The topographic map has been around since the late 1700s, and has continued to evolve into the extremely detail-oriented maps we see today. Topos were developed through topographical surveys; the information they revealed was compiled and transferred to these special maps to show the features of the relevant terrain.
Topographic maps help all sorts of people plan events and projects that would otherwise require physically inspecting the area. Professional planners looking to construct buildings or whole neighborhoods can use topos to find suitable construction areas. Miners have used them to study specific regions to predict where to dig. Even hikers and bicyclists use topographic maps to plan the best routes.
Topographic maps use symbols and colors to represent different elevations and types of terrain, and to identify large items on the surface of the earth. Contour lines are a very common way to show differences in terrain or elevation, but color also plays a major part. For example, a topographic map may show the United States with red, green and yellow splotches, which could represent, high, middle and low altitudes. These maps are also used to show mountains, large bodies of water (such as lakes, reservoirs, rivers, and streams), large structures and/or local vegetation.

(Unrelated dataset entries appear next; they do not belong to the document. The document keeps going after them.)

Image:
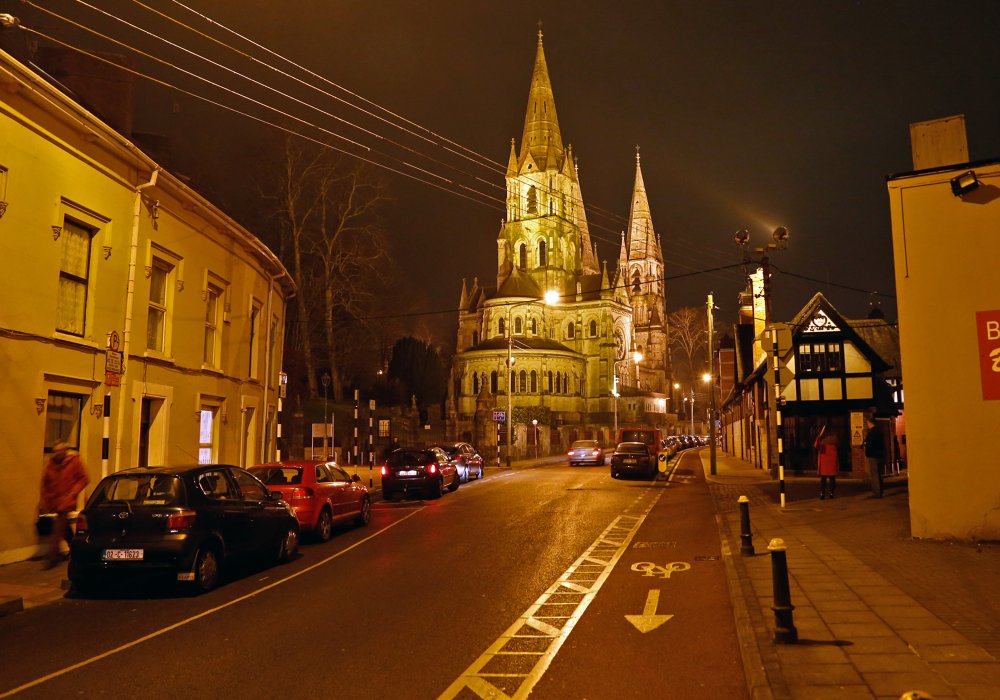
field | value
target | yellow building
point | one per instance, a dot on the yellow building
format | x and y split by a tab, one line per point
137	321
945	222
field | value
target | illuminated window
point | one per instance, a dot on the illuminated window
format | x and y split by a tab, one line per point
74	277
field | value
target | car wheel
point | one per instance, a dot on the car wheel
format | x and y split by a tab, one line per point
206	569
288	546
324	526
365	514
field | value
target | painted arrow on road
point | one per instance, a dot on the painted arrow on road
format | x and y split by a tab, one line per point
649	620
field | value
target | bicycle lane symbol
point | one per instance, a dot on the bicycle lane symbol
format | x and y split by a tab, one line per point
648	568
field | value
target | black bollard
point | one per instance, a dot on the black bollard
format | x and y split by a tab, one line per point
784	626
746	537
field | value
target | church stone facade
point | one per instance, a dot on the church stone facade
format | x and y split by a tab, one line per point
565	355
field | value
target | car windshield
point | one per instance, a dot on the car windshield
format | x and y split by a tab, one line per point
632	447
409	458
277	476
139	489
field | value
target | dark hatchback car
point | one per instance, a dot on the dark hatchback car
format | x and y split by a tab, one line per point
186	522
422	471
633	458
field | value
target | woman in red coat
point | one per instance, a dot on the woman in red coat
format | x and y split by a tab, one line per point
827	462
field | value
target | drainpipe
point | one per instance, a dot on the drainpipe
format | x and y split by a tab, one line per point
129	302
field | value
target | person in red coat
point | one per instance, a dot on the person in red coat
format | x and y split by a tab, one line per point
827	462
62	481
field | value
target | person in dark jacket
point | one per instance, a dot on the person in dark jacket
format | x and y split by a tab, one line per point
875	454
62	481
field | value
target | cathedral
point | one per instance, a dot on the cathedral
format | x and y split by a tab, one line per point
580	345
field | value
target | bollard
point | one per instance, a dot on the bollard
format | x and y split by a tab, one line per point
746	537
784	626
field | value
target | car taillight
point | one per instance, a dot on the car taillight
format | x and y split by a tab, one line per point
181	520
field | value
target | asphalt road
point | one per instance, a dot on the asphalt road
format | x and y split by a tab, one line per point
521	583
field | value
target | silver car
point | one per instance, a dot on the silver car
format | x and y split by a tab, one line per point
585	452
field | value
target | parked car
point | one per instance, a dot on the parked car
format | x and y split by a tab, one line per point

Maps all come with legends, but there are many features specific to topographic maps that are industry-standard, and will read the same on any of them. Sharp, pointed "V" shapes in the contour lines represent stream valleys caused by erosion. "O"-shaped contour lines are generally representative of uphill and downhill terrain; the closer the loops get, the nearer the top of the hill they are. Contours that are close together represent a steep grade or slope, whereas lines spaced farther apart indicate a slighter grade.
These maps play an important part in activity planning. For instance, a motorist wishing to cross the country would not want to simply plan his route by looking at the available roads and picking the shortest travel time. By looking at a topographic map, he can be aware of mountain ranges, rocky areas, river crossings, landmarks and a myriad of other things that can help him make more informed travel decisions.